Одной из самых спорных теорий в истории науке о Древнем Востоке стала теория панвавилонизма, созданная в конце XIX–начале ХХ века крупнейшими немецкими ассириологами Г. Винклером, Ф. Деличем и др. В ряде своих изданий они утверждали, что все человечество имеет лишь одну колыбель культуры – Древний Вавилон. В своих трудах, привлекая богатейший клинописный материал и данные археологии, они старались доказать, что все солнечные и звездные мифы, вся астрология, вся ветхозаветная мифология уходят корнями в астральное мировоззрение жрецов древнего Вавилона. Реакция против панвавилонизма была довольно резкой. В дискуссии принимали участие такие видные египтологи, как Э. Мейер, Б.А. Тураев и др. В своих нападках на доводы панвавилонистов, наряду со справедливыми указаниями на некоторые слабости аргументации теории, они допускали ряд перегибов, отрицая, например, глубокую древность вавилонской астрономии и науки в целом. Споры вокруг теории панвавилонизма способствовали возрастанию интереса к Древнему Востоку, подрывали позиции европоцентризма в науке о древности, но панвавилонисты несколько принижали вклад и способность к самостоятельному творчеству других народов. И все же, с высоты современного уровня развития ориенталистики, мы можем говорить, что месопотамская цивилизация была наиболее динамичной и оказала огромное воздействие, гораздо большее, чем египетская, на окружающие страны и народы. Ее достижения, усвоенные древними греками через посредничество финикийцев, способствовали более быстрому расцвету античной культуры и науки и, таким образом, легли в основу общемировой культуры.
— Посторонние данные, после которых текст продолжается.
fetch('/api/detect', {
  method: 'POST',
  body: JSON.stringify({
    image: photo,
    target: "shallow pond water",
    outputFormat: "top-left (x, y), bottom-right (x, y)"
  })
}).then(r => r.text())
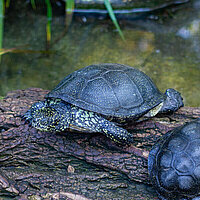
top-left (0, 0), bottom-right (200, 199)
top-left (1, 1), bottom-right (200, 107)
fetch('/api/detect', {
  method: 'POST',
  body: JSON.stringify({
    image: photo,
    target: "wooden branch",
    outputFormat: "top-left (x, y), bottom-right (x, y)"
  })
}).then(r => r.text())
top-left (0, 88), bottom-right (199, 199)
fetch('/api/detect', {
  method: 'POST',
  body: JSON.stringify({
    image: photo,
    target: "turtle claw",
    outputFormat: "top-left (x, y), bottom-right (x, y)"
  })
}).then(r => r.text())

Одной из наиболее распространенных концепций в начале ХХ в. явилась теория цикличности всемирно-исторического процесса, созданная великим историком древности Э. Мейером. С его точки зрения, история античного Средиземноморья и классического Востока составляет единый географический комплекс, в рамках которого создаются элементы исторического и культурного единства, реализуемого позднее в римской цивилизации. Одной из особенностей концепции Э. Мейера является внимание к разным сторонам жизни древневосточных обществ, включая социально-экономические отношения, хотя решающее значение он всегда придавал государственности. Концепция Мейера связана, прежде всего, с отрицанием чрезмерного оптимизма теории однолинейной эволюции, основанной на идее непрерывного поступательного прогрессивного движения человечества. Немецкий ученый прекрасно знал, что в истории бывают провалы и отступления, регресс и гибель целых цивилизаций. Поэтому он разделил всю мировую историю на два замкнутых цикла. Первый начинается после периода варварства с восточных цивилизаций, которые Мейер определял как общества вечного феодализма. Следующая ступень связана со становлением и развитием античной цивилизации, начало которой положили греки, а высшего расцвета она достигает в римский период. Общественный строй этой цивилизации он определил, как древний капитализм, основанный на частной собственности и рыночно-товарном производстве, уподобляя античных рабов наемным работникам. Капитализм Мейер считал высшей формой общественно-экономического устройства. После падения Римской империи, под ударами варварских, прежде всего, германских племен, заканчивается первый цикл всемирной истории и она возвращается на исходные позиции. Затем начинается новый цикл средиземноморской истории, связанный со становлением западно-европейского феодализма. В период новой истории развивается на более высоком уровне европейский капитализм, который в силу внутренних противоречий, достигнув высшей точки, тоже должен погибнуть, и все вернется на круги своя. В этой теории отразились мрачные предчувствия краха современной цивилизации, которые накануне Первой мировой войны владели умами и других мыслителей (см. «Закат Европы» О. Шпенглера и «Постижение истории» А.Дж. Тойнби).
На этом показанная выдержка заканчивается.